Magistrado ResponsávelMARIA JOÃO MATOS
Data da Resolução02 de Março de 2023
EmissorTribunal da Relação de Guimarães

Acordam, em conferência (após corridos os vistos legais) os Juízes da 1.ª Secção Cível do Tribunal da Relação de Guimarães, sendo Relatora - Maria João Marques Pinto de Matos; 1.º Adjunto - José Alberto Martins Moreira Dias; 2.ª Adjunta - Alexandra Maria Viana Parente Lopes.

*ACÓRDÃO I - RELATÓRIO 1.1.

Decisão impugnada 1.1.1. AA, residente no Lugar ..., ..., em ... (aqui Recorrente), propôs o presente processo especial de insolvência, relativo a BB (aqui Recorrido), dado como residente na Rua ..., em ..., ..., pedindo que: · o Requerido (BB) fosse declarado em estado de insolvência, sendo ainda aberto o incidente de qualificação de insolvência com carácter pleno; · e fosse reconhecido um crédito dele próprio sobre o Requerido (BB), no valor de € 69.877,64, sendo o mesmo graduado nos termos e para os efeitos previstos no art. 98.º, do Código de Insolvência e da Recuperação de Empresas [1].

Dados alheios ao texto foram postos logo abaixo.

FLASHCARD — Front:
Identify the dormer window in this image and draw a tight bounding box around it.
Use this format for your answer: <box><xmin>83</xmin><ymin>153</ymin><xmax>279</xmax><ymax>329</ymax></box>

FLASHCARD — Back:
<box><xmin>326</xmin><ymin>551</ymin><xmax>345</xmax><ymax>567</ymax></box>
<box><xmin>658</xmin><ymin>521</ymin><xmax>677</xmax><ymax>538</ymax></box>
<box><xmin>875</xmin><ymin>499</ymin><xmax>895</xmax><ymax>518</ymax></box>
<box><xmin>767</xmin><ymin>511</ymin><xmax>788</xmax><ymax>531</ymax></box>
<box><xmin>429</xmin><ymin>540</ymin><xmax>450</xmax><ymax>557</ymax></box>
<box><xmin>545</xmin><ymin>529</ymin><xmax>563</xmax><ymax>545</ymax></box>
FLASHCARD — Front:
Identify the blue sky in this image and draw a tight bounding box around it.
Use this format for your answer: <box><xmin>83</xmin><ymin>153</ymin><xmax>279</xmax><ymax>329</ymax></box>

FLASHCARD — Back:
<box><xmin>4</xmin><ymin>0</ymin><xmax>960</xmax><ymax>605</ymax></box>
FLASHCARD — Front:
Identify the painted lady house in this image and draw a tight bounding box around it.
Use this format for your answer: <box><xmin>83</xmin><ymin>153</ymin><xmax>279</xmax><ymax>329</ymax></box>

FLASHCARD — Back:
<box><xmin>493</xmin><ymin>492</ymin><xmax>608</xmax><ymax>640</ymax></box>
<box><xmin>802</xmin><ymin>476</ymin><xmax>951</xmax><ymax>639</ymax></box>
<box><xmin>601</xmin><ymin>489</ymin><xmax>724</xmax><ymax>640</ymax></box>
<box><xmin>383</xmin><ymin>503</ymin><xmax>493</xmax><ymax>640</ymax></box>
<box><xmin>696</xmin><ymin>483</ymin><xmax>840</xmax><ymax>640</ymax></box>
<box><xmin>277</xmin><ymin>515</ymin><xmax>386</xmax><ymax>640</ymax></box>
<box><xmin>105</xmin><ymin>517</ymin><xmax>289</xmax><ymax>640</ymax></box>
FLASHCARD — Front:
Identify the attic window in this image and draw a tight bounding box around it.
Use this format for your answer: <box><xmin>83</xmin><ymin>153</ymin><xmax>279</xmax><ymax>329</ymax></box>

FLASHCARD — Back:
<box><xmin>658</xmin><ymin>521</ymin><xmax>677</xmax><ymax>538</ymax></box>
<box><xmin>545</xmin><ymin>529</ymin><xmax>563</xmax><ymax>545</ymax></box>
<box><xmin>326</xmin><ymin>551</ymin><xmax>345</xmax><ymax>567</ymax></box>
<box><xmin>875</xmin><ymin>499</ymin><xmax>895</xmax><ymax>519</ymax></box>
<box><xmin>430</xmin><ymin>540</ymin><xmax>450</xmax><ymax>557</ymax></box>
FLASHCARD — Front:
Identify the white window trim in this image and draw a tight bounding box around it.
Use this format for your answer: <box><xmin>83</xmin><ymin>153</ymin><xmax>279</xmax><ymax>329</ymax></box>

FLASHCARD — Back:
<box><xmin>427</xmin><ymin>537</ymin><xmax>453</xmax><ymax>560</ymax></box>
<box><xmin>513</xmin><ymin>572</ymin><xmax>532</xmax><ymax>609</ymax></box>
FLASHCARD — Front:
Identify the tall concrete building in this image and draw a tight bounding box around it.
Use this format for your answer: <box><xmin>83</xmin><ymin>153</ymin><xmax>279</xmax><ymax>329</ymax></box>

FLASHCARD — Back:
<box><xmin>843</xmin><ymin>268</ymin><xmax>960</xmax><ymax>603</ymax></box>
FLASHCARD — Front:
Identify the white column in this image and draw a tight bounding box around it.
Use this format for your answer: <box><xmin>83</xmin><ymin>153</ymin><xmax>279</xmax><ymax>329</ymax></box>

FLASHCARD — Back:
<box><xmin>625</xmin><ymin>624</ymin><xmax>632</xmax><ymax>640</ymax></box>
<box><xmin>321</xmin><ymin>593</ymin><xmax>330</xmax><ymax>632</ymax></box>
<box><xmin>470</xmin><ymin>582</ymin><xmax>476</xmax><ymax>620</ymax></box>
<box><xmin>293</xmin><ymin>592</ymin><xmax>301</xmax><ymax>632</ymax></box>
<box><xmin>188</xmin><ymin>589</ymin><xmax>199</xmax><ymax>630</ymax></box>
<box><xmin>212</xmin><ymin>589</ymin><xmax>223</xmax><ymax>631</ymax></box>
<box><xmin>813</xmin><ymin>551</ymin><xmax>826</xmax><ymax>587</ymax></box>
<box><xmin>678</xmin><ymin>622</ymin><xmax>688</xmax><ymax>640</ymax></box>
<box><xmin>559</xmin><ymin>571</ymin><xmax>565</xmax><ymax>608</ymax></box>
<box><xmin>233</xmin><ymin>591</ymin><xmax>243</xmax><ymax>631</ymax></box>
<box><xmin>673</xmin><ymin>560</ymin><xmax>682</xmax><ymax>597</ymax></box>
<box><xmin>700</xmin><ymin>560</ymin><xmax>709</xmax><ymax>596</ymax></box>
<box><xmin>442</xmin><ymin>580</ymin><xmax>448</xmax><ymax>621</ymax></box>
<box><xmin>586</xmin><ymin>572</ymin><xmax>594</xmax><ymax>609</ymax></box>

Alegou para o efeito, em síntese, ter um crédito sobre o Requerido (BB) de € 69.877,74 (sendo € 40.831,90 a título de capital e € 29.045,74 a título de juros vencidos), já judicialmente reconhecido e executado sem êxito; e ser o mesmo ainda devedor perante outras entidades, nomeadamente à Fazenda Nacional, no valor de € 14.950,24.

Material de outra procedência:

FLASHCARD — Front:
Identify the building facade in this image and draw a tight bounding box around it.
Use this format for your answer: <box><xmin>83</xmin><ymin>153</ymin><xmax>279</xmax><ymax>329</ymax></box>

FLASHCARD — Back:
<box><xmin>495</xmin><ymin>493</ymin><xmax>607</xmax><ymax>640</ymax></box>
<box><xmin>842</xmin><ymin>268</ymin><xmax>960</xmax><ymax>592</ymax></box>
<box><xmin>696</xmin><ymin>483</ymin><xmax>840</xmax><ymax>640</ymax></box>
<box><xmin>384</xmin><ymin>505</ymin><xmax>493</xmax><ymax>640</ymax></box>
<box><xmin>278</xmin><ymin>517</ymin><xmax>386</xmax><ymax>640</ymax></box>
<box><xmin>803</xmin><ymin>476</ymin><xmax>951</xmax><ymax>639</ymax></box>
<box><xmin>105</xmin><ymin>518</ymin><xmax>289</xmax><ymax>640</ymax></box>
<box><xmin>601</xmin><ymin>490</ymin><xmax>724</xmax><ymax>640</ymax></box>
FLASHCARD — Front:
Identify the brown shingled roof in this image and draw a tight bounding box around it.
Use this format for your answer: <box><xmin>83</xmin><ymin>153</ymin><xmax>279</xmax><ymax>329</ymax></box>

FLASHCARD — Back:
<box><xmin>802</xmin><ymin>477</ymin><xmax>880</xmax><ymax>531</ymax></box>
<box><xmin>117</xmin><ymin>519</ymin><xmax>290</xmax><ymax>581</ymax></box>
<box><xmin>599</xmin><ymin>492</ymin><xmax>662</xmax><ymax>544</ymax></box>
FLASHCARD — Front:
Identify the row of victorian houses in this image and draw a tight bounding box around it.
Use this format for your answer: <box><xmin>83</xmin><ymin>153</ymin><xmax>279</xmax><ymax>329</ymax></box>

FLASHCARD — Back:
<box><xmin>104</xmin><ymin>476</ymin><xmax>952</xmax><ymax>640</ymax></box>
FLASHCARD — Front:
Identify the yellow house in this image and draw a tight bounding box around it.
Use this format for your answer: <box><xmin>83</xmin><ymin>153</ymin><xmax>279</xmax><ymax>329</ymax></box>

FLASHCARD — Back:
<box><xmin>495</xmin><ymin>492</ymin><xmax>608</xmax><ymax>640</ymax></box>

Mais alegou encontrar-se o Requerido (BB) insolvente (mercê da anterioridade de créditos vencidos e da ausência de bens susceptíveis de penhora), tendo-se porém furtado à devida e respectiva apresentação.

1.1.2.

Frustrada a citação do Requerido, dispensada a sua audição, proferido despacho saneador e realizada a audiência de julgamento, foi proferida sentença (aqui se dando por integralmente reproduzida), em 06 de Setembro de 2022, onde, nomeadamente: se declarou a insolvência do Requerido (BB); se decretou a imediata apreensão de todos os seus bens; e se designou o prazo de trinta dias para reclamação de créditos.

1.1.3.

Em 20 de Setembro de 2022, o Insolvente (BB) veio requerer a exoneração do passivo restante.

Alegou para o efeito, singelamente, reunir as condições para o efeito; e estar disposto a observar todas as condições exigidas nos termos do art. 236.º, do CIRE.

1.1.4.

O Requerente (AA) e a credora P..., S.A.

opuseram-se à concessão do benefício de exoneração do passivo restante.

Alegaram para o efeito, em síntese, ter o Insolvente (BB) violado o seu dever de apresentação à insolvência, já que: esta já existiria há, pelo menos, 10 anos (face ao seu passivo elevado e à inexistência de bens ou possibilidades de o satisfazer); e o Insolvente tinha conhecimento dessa situação, estando indiciada a existência da sua culpa na respectiva criação ou agravamento.

Não foi arrolada qualquer prova.

1.1.5.

A Administradora de Insolvência nomeada apresentou o relatório previsto no art. 155.º, do CIRE (aqui se dando por integralmente reproduzido), onde defendeu: ser «notória a situação de insolvência e a insuficiência de valores ativos face ao Passivo acumulado»; ascender o «valor dos créditos a liquidar (…) ao montante de 2.646.524,13 €»; e, «não havendo por parte dos Credores ou qualquer legitimado que apresente um Plano de Insolvência», dever ocorrer «o encerramento dos presentes autos por insuficiência de massa nos termos do art.º 232.º do CIRE».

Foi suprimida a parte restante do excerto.